Women who are victims of sexual violence are at a higher risk of being exposed to HIV, due to a lack of condom use. In some countries, nearly half of women have experienced sexual or physical partner violence. It is thought that 37 percent of women living with HIV have been physically assaulted.

A South African study concluded that women who were beaten or dominated by their partners were much more likely to become infected with HIV than women who were not. Another study of 20,425 couples in India found not only that HIV transmission was much greater in abusive relationships, but also that abusive husbands were more likely to be infected with HIV than non-abusive husbands.

In countries where armed conflict is rife, there have been reports of rape being used as a ‘tool of war’, and in some cases women have been intentionally infected with HIV.

Women’s inheritance and property rights

In many countries around the world, women do not have the same property rights as men. Especially in sub-Saharan Africa, property is typically owned by men and even when married, women still do not have as many property rights as their husbands. Inheritance rights are just as discriminatory, as when a husband dies, his property often goes to his side of the family and not to his wife.

The denial of womens’ inheritance and property rights can increase vulnerability to HIV. Not being able to own property means that women have limited economic stability. This can lead to an increased risk of sexual exploitation and violence, as women may have to endure abusive relationships or resort to informal sex work for economic survival.

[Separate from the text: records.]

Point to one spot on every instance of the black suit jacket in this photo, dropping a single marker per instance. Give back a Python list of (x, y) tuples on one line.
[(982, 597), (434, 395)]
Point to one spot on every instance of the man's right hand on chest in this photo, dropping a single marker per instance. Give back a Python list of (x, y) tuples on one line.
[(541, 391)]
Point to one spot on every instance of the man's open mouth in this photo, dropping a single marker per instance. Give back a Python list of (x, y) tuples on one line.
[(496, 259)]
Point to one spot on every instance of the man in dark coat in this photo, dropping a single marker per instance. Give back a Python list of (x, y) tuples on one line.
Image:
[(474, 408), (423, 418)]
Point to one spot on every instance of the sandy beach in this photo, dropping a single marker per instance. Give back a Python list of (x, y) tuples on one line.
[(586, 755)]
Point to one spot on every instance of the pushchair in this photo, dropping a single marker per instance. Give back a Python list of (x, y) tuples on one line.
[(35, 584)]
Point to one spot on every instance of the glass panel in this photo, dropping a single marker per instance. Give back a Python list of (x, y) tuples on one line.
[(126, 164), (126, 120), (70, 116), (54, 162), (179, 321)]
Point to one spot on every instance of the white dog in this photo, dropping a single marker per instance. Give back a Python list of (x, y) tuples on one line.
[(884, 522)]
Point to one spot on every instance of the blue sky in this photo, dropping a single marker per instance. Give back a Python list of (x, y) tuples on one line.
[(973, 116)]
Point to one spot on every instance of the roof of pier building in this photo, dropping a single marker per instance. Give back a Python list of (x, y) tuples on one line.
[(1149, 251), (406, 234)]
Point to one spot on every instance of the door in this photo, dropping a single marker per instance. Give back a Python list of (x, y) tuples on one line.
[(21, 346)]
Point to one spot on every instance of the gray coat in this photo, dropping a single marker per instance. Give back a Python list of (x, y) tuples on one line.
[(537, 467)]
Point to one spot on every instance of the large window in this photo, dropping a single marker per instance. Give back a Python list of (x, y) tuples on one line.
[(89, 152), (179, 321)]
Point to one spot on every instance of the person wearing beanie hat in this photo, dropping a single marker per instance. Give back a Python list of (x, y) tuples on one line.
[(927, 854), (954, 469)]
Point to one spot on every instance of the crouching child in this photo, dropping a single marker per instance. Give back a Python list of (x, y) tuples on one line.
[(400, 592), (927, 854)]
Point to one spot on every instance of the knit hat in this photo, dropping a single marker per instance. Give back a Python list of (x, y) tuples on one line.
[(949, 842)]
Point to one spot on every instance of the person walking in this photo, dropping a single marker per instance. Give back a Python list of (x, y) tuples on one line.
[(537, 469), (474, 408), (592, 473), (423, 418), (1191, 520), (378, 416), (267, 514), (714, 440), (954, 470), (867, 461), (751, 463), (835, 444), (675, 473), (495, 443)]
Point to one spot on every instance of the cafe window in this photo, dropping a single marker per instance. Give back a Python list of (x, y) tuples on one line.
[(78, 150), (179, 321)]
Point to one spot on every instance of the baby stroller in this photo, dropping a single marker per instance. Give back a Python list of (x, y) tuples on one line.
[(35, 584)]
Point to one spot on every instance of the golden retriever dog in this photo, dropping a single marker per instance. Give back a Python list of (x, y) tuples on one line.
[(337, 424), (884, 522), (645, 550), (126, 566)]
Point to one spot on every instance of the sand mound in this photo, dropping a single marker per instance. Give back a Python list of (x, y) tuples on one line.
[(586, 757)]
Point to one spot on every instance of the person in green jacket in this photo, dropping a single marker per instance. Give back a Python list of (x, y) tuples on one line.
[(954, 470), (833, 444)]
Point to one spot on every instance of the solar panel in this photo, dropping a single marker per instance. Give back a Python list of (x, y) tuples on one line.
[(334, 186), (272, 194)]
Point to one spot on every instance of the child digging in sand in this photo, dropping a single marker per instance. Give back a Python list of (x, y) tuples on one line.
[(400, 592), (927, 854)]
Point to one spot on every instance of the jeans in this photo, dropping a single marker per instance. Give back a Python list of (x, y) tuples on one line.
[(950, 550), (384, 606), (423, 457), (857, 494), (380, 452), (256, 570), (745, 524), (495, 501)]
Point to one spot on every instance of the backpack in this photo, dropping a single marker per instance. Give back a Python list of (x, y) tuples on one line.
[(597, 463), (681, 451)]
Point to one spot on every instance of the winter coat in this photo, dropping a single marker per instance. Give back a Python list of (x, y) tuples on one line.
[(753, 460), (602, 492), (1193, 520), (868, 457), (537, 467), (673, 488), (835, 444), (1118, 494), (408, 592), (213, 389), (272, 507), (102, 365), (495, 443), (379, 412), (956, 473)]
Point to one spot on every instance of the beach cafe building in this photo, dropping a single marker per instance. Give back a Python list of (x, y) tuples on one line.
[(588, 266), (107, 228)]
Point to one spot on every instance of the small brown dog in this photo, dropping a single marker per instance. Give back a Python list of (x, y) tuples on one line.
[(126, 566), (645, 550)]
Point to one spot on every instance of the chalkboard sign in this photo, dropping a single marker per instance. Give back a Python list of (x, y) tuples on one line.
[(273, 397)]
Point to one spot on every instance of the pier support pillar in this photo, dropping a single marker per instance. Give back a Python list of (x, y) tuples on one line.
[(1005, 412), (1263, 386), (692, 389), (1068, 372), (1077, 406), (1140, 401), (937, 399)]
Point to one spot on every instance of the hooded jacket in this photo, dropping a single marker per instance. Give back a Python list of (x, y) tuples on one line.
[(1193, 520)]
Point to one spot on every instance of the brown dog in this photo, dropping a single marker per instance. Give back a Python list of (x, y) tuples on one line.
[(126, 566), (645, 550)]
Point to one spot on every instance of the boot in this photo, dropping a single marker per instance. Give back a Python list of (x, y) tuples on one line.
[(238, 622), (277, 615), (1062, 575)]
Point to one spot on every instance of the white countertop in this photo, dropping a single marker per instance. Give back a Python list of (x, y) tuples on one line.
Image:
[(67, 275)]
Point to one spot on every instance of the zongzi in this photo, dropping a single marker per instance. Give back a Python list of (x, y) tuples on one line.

Women, HIV and AIDS – the global picture

Sub-Saharan Africa

  • Main female HIV transmission route is heterosexual sex.
  • As women are twice as likely to acquire HIV via unprotected heterosexual intercourse than men, women are disproportionately infected in this region.
  • In 1985 there were as many HIV infected men as there were women.
  • Today, the number of women living with HIV and AIDS has overtaken and remained higher than men.
  • In 2012, 57 percent of people living with HIV in sub-Saharan Africa were women.
  • In 2012, 92 percent of HIV-positive pregnant women live in sub-Saharan Africa.

The Caribbean

  • Main female HIV transmission route is heterosexual sex.
  • Decrease in the number of HIV infections in women since 2001.
  • Women are less affected by HIV than men, accounting for less than half of people living with HIV in 2012.
  • Young women are almost twice as likely to be infected with HIV than young men.
  • Trends in HIV prevalence among female sex workers have been declining since 2007.

The Americas

  • In the USA, the main HIV transmission route is heterosexual sex – accounting for 84 percent of new female HIV infections.
  • Injecting drug use is the second most common female HIV transmission route.
  • One in four people living with HIV are women.
  • 300,000 women above the age of 15 are living with HIV.
  • New HIV infections: African American women = 64 percent, Hispanic woman =15 percent and White women = 18 percent.
  • In Latin America, domestic funding for sex worker HIV prevention programmes outweighs international funding.
  • Main female HIV transmission route is heterosexual sex.


  • Main HIV transmission route is heterosexual sex, causing increasing HIV infections among women.
  • Indonesia, Vietnam and Pakistan – HIV transmission is mainly through injecting drug use (both as a result of personally injecting, and from being infected by male IDU partners).
  • The number of women living with HIV and AIDS in Asia varies between different countries, and between different states within countries.
  • 38 percent of adults living with HIV and AIDS in India are women.
  • Women are often perceived as low risk of HIV infection because it is not common to have more than one lifetime sexual partner.
  • Husbands having unprotected sex outside of marriage or injecting drugs puts their wives at risk of HIV infection.
  • 90 percent of women living with HIV in Asia were infected by their husband or long-term partner.
  • The lower economic and social status of women is a barrier to preventing new infections.